Physics > Applied Physics
[Submitted on 1 Nov 2025]
Title:Symbol Detection in a MIMO Wireless Communication System Using a FeFET-coupled CMOS Ring Oscillator Array
View PDFAbstract:Symbol decoding in multiple-input multiple-output (MIMO) wireless communication systems requires the deployment of fast, energy-efficient computing hardware deployable at the edge. The brute-force, exact maximum likelihood (ML) decoder, solved on conventional classical digital hardware, has exponential time complexity. Approximate classical solvers implemented on the same hardware have polynomial time complexity at the best.
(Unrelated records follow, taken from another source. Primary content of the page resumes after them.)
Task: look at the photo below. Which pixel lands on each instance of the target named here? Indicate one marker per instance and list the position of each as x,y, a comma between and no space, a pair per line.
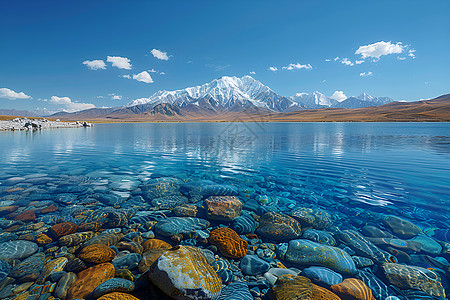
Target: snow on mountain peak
365,97
226,91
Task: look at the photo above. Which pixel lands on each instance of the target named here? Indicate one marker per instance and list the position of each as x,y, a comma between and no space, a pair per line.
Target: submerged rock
89,279
363,247
237,290
319,236
17,249
113,285
244,224
97,253
305,252
223,208
279,227
176,225
352,288
5,269
411,277
311,217
292,287
184,273
322,276
401,228
228,242
380,290
253,265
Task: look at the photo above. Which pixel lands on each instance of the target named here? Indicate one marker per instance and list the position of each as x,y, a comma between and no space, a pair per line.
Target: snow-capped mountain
314,100
319,100
363,100
223,93
238,94
365,97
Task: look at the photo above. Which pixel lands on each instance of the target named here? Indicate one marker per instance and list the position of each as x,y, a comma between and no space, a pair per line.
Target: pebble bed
185,236
37,124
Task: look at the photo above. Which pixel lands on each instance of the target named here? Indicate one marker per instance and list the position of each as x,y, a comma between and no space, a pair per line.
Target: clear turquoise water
380,166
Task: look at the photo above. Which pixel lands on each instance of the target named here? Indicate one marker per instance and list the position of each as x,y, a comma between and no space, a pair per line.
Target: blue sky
44,45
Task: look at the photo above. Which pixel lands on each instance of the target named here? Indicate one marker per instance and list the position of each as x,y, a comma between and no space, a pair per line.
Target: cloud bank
143,77
119,62
69,106
159,54
96,64
339,96
11,95
297,66
376,50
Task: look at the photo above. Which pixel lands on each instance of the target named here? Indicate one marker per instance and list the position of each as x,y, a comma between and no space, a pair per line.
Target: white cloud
159,54
11,95
376,50
347,62
119,62
68,105
366,74
297,66
143,77
95,64
339,96
115,96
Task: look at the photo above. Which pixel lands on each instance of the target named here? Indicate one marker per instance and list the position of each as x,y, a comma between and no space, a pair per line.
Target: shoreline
25,124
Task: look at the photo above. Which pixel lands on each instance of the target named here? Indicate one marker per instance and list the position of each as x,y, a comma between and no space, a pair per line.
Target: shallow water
387,165
324,182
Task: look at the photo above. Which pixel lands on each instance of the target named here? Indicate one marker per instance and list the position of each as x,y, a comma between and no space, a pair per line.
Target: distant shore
9,123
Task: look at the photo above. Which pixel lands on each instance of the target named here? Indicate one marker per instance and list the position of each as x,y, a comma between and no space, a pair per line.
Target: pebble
113,285
17,249
89,279
5,269
64,284
322,276
97,253
179,271
305,252
129,261
229,243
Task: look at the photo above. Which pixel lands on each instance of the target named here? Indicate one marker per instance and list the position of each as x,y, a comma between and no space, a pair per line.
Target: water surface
380,166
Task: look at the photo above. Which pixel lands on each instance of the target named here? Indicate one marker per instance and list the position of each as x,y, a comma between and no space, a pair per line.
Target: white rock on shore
37,124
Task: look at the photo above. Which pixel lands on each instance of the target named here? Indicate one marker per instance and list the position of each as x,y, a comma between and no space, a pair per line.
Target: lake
358,173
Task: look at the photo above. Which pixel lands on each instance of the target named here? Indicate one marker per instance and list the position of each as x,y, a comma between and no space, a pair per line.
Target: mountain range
246,99
224,96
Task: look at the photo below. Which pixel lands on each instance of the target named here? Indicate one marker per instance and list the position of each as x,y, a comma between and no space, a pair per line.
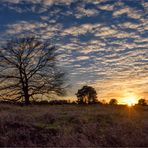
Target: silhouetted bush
87,95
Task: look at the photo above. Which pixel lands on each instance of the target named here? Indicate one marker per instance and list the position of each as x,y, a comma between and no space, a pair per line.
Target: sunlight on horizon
130,100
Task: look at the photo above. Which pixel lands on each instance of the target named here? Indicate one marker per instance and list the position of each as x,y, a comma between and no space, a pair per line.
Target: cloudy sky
103,43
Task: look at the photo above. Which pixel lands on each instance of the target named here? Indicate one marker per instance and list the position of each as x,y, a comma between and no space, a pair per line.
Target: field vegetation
73,125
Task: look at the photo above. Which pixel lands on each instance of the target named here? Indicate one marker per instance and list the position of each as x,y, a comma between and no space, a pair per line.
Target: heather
73,125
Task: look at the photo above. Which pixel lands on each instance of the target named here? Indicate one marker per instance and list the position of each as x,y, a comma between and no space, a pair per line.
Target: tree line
29,72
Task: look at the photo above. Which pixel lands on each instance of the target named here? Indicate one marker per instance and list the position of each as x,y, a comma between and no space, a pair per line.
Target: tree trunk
27,101
26,95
In this article, we design an alternative ring-oscillator-based coupled oscillator array to act as an oscillator Ising machine (OIM) and heuristically solve the ML-based MIMO detection problem. Complementary metal oxide semiconductor (CMOS) technology is used to design the ring oscillators, and ferroelectric field effect transistor (FeFET) technology is chosen as the coupling element (X) between the oscillators in this CMOS + X OIM design. For this purpose, we experimentally report high linear range of conductance variation (1 micro-S to 60 micro-S) in a FeFET device fabricated at 28 nm high-K/ metal gate (HKMG) CMOS technology node. We incorporate the conductance modulation characteristic in SPICE simulation of the ring oscillators connected in an all-to-all fashion through a crossbar array of these FeFET devices. We show that the above range of conductance variation of the FeFET device is suitable to obtain optimum OIM performance with no significant performance drop up to a MIMO size of 100 transmitting and 100 receiving antennas, thereby making FeFET a suitable device for this application. Our simulations and associated analysis using the Kuramoto model of oscillators also predict that this designed classical analog OIM, if implemented experimentally, will offer logarithmic scaling of computation time with MIMO size, thereby offering a huge improvement (in terms of computation speed) over aforementioned MIMO decoders run on conventional digital hardware.